The Second Founding: How The Civil War And Reconstruction Remade The Constitution, by Eric Foner

This book is a classic example of why someone cannot trust the reputation of contemporary historians when they seek to write history with an eye towards politics in the present-day. Indeed, the author, perhaps unintentionally, points out why the Reconstruction was such a problem. In seeking justice for blacks, the radical Republicans that the author idolizes (and wishes to emulate in contemporary society) forgot to do justice to southern whites, and once those southern whites were able to regain their appropriate involvement (and even control) of the politics of their political communities, the results were predictable if lamentable with regards to the justice of blacks. For some reason in the United States, it has never seemed possible–never even been attempted–to provide justice for blacks in a way that has not committed injustice against whites. That this book consistently trumpets for uplift for blacks and shows a high degree of hostility for southern whites as well as northern populations that sought to reconstruct southern society in a way that did not force themselves to deal with the same degree of substantial cultural change (and a substantial degree of blindness about the relationship between the elites and the black problem).

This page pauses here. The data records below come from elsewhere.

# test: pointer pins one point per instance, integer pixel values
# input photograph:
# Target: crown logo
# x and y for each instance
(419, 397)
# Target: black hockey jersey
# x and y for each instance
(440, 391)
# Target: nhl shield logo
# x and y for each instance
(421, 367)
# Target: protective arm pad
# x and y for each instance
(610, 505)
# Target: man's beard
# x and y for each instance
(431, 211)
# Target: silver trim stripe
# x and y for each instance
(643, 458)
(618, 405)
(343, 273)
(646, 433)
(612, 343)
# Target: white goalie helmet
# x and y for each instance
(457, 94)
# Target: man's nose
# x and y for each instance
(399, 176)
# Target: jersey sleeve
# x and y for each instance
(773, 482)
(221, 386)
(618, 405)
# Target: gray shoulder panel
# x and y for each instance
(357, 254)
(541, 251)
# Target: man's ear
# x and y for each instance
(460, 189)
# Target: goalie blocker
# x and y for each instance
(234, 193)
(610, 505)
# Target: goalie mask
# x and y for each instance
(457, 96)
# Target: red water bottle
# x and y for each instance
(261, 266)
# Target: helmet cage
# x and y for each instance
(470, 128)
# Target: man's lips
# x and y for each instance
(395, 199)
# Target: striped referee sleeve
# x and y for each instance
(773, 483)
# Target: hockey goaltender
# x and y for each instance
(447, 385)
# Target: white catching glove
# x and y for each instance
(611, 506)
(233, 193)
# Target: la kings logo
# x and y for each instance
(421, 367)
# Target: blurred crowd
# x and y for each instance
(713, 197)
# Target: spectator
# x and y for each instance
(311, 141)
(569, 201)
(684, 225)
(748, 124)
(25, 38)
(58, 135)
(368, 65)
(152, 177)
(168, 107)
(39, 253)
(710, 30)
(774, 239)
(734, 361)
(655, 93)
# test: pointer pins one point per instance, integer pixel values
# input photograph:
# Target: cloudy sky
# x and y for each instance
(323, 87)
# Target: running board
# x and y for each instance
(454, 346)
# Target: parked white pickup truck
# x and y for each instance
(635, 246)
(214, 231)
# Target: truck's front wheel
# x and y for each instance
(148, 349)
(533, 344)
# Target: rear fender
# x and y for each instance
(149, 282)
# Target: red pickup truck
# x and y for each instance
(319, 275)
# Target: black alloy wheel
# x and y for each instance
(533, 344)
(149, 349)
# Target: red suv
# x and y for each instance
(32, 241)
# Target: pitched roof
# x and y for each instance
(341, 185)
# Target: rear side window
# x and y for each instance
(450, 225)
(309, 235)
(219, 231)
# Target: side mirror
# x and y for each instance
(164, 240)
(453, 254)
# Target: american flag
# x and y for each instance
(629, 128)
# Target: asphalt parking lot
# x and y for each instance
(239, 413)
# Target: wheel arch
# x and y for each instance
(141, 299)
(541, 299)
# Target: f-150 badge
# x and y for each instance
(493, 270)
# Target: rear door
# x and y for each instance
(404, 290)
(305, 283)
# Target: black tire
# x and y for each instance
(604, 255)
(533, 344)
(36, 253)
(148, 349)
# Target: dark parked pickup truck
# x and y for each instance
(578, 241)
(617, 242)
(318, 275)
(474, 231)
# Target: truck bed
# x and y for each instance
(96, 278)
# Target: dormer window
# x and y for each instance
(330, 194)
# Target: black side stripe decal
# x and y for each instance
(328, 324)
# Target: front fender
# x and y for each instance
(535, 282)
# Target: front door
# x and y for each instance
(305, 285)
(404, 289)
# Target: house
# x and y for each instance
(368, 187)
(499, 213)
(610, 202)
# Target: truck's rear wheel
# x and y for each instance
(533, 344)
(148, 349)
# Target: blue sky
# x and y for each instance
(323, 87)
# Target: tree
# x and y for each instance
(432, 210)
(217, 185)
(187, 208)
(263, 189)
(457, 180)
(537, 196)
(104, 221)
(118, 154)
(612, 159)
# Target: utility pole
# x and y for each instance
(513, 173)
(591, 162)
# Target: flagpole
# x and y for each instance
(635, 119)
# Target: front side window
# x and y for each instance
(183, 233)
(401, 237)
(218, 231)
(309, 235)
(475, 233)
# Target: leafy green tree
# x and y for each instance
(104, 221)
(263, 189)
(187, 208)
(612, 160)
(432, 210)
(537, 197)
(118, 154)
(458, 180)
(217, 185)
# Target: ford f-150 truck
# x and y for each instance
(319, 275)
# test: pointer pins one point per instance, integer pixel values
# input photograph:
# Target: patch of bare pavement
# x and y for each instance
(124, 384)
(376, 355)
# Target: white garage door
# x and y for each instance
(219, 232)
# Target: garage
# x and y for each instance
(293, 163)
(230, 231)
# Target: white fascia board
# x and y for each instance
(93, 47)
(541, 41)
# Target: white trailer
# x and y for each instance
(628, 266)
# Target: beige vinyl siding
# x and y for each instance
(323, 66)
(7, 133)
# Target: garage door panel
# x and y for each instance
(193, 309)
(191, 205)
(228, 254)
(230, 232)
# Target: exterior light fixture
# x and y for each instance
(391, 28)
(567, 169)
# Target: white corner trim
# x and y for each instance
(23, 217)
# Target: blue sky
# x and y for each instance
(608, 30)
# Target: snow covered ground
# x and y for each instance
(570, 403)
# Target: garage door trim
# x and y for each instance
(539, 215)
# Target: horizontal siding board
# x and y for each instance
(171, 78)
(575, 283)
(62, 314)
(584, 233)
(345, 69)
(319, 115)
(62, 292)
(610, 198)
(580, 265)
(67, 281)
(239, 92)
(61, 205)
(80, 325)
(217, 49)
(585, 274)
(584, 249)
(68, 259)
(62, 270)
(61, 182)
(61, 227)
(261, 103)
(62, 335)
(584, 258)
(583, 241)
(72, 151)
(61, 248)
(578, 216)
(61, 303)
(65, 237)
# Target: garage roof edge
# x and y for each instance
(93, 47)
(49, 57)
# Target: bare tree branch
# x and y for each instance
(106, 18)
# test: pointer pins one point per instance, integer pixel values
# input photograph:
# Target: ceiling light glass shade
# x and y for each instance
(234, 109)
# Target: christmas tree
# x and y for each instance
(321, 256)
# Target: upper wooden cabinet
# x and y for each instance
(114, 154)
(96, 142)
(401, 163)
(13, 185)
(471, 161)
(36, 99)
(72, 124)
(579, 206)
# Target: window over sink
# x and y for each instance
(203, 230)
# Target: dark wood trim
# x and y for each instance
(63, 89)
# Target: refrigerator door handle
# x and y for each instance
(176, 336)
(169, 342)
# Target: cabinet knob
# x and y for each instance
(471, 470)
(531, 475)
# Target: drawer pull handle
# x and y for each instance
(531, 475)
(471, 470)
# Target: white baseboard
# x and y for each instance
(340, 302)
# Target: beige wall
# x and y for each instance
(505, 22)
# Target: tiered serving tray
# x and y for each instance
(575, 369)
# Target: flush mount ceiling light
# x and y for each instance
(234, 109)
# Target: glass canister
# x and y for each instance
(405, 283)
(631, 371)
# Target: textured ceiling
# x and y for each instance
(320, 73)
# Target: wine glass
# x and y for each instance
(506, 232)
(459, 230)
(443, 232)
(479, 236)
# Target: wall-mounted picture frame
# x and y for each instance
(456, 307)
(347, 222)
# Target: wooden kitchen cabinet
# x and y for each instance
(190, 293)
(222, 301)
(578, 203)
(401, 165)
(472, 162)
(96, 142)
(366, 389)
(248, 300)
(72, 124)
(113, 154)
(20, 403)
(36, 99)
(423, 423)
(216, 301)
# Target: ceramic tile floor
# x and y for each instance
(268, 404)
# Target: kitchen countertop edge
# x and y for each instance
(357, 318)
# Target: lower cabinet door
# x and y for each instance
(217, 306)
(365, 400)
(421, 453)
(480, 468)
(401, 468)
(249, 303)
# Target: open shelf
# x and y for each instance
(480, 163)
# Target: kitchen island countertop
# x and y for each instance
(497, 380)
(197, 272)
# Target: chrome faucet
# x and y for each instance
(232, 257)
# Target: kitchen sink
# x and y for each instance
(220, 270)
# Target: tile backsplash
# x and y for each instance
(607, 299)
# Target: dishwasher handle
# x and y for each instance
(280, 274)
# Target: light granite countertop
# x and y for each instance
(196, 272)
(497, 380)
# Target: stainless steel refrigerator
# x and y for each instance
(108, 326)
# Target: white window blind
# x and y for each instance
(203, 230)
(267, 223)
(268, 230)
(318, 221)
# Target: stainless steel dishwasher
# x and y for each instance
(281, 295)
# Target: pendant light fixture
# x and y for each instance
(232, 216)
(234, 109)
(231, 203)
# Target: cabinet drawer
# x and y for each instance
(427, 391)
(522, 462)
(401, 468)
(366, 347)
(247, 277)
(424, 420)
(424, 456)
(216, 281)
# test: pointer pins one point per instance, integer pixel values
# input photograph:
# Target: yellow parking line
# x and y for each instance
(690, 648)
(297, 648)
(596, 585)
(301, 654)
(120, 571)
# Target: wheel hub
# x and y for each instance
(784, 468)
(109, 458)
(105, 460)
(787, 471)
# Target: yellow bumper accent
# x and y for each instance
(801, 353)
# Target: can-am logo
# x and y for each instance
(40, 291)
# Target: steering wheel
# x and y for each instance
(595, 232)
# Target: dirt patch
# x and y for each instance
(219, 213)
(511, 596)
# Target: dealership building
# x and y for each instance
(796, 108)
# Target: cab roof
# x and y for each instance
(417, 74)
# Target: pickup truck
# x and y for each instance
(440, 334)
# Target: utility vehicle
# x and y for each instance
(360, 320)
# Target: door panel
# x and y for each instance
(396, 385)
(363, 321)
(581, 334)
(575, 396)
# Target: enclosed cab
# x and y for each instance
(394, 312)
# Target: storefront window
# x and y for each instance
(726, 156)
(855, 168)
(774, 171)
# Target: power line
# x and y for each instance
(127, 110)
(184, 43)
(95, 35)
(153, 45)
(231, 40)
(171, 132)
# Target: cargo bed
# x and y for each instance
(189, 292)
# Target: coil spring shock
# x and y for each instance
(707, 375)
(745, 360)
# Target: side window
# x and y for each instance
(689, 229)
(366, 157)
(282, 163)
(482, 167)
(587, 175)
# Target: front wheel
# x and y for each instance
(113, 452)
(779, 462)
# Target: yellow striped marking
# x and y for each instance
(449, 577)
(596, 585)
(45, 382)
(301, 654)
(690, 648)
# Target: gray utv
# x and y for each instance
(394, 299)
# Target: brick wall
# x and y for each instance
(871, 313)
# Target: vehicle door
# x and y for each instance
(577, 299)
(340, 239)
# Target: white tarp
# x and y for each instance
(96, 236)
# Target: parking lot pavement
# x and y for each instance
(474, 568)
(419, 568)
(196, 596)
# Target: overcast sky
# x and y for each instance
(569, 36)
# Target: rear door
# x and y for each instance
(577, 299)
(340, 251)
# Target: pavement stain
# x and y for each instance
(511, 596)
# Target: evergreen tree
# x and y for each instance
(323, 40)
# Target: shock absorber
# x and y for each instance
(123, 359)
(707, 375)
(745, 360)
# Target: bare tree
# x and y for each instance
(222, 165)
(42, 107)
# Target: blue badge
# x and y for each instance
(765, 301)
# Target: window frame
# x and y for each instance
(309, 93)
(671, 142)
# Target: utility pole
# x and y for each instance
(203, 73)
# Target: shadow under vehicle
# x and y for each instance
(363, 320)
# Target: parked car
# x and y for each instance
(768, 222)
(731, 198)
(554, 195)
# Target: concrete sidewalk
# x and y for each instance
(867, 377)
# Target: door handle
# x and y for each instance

Indeed, this book is troublesome on multiple levels. For one, the author himself eschews responsible constitutionalism, seeking the sort of progressive constitutionalism that uses amendments to argue for whatever is the “current thing” among his leftist coterie of idealistic Dudley Think-rights. Thus the author praises the corruption and expansion of the fourteenth amendment into all kinds of areas where it does not belong and unintentionally provides plenty of reasons why these amendments should be pared back in future Supreme Court judgments–or perhaps even future constitutional amendments. Similarly, the author shows the danger that comes when the American republic becomes unbalanced and when those who think themselves to be moral superiors armed with righteousness seek to run roughshod over the rest of the country and seek to concentrate power in their own hands and that of their cronies. The author seems to have little concern for the importance of the consent of the governed in providing for the boundaries of political action, but seeks for government to be animated by a partisan and utopian zeal for justice that cannot but create massive violence and turmoil within society. The author is right, though, that many of the problems of contemporary society spring from the injustices and evils of the reconstruction period, evils which are felt most tightly by those who suffered them on all sides.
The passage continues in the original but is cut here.